The Indianapolis Star has appointed a new editor, who is quoted in this morning’s edition promising “news you can use.” This catchphrase has come into increased use as newspaper readership has continued to decline–not just in Indianapolis, but nationally.
The problem is that no one completes the sentence. Those who toss off the phrase do not proceed to the important issue, which is: use for what?
In my opinion, the news citizens can use is information about their common institutions–including but not limited to government, and especially local government. Judging from what the newspapers are actually covering, however, they consider “news you can use” to be reviews of local restaurants, diet and home decorating tips, and sports. Not–as they used to say on Seinfeld–that there is anything wrong with that. At least, there wouldn’t be anything wrong with that if these stories were being served as “dessert” rather than the main course.

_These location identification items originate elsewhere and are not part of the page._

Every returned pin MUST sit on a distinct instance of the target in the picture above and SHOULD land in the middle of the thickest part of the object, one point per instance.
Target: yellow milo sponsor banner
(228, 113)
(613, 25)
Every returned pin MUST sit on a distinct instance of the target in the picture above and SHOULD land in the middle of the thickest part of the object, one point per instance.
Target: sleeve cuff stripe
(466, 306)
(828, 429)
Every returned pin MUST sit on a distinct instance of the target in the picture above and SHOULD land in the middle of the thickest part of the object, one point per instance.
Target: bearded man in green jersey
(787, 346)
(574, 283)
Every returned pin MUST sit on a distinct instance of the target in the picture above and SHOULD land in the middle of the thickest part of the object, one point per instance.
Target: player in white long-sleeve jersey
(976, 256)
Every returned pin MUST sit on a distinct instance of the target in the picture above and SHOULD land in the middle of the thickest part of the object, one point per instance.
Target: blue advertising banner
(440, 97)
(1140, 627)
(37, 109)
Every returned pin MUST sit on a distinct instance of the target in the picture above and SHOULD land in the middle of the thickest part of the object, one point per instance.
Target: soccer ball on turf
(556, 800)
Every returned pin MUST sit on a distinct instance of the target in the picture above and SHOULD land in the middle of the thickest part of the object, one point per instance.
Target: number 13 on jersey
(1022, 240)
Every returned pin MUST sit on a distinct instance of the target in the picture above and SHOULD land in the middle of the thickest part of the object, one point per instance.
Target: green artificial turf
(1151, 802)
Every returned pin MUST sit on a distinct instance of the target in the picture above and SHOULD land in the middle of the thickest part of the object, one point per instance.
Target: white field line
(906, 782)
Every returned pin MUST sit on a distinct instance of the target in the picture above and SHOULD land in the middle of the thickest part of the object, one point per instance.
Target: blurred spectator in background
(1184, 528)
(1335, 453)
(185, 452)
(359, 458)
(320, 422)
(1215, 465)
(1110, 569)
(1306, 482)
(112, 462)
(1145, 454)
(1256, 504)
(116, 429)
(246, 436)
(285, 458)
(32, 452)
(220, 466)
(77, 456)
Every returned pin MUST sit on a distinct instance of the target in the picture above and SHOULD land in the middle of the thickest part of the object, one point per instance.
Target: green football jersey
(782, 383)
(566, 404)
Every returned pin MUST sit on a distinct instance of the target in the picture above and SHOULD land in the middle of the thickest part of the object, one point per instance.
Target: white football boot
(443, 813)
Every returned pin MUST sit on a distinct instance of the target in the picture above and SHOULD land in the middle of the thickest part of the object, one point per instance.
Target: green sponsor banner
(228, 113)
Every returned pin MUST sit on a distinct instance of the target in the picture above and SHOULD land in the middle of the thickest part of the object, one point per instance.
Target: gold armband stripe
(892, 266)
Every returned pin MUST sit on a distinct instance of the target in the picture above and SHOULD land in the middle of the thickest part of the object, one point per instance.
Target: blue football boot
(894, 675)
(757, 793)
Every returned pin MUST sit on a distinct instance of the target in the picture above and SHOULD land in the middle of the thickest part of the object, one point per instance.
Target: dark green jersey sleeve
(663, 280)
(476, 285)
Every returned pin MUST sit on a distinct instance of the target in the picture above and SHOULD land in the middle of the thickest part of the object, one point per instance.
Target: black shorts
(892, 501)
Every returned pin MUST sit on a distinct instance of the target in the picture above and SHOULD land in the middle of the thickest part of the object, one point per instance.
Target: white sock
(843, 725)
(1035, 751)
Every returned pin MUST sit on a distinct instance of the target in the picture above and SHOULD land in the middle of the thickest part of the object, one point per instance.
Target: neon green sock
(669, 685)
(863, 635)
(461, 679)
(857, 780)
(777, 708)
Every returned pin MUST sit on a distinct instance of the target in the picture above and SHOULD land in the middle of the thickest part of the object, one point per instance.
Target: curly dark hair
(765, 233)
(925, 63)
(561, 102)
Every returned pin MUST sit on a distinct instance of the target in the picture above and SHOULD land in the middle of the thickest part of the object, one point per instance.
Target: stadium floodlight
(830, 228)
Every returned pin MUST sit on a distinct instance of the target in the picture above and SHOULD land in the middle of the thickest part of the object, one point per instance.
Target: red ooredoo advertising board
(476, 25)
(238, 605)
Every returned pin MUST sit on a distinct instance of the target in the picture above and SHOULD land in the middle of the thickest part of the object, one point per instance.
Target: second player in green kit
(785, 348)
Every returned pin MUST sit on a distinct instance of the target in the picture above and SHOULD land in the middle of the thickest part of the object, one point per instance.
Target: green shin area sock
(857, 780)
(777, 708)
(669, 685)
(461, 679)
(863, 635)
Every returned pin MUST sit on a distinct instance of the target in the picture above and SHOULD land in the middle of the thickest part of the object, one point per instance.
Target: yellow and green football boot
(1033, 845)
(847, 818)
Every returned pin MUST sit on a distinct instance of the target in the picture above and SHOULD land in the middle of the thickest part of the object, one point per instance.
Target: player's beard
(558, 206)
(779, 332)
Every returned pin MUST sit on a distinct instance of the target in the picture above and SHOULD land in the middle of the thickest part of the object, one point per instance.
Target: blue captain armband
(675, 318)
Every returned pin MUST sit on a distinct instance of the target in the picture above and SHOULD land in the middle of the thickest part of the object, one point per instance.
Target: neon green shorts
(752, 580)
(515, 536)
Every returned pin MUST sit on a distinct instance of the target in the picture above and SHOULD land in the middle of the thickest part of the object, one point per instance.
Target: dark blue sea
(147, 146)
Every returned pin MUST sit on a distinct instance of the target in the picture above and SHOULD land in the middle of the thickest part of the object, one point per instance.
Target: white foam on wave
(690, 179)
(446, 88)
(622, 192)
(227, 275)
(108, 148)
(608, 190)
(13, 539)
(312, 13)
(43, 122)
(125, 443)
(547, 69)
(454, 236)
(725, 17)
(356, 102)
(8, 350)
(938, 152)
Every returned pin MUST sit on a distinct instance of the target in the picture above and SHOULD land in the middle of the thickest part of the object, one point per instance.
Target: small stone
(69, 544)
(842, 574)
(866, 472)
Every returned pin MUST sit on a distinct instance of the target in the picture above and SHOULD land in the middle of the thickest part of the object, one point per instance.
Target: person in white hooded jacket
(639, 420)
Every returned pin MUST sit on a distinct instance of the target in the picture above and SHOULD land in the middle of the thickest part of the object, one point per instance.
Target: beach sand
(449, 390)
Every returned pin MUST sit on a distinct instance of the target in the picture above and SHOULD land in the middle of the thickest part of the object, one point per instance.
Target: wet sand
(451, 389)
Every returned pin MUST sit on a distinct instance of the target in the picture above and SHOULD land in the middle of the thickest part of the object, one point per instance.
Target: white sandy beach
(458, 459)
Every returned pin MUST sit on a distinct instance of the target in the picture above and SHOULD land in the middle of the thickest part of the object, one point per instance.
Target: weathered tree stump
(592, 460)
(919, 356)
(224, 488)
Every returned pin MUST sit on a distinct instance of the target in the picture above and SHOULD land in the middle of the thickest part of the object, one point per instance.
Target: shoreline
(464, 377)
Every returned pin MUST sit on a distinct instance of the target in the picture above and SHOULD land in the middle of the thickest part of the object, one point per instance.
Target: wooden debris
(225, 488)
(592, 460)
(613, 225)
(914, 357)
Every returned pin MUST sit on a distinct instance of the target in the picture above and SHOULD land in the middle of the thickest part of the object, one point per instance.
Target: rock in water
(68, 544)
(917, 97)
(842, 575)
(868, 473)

The new editor also promises an emphasis on journalism’s time-honored watchdog role. I hope that isn’t just rhetoric, but I’m dubious. Genuine watchdog coverage requires resources–enough reporters with enough time to investigate and monitor a wide variety of important government agencies and functions. The Star has experienced wave after wave of layoffs that have left it with a skeletal reporting operation, leaving the paper’s capacity to provide genuine journalism an open question.
What residents of central Indiana could use is a real newspaper. I’m not holding my breath.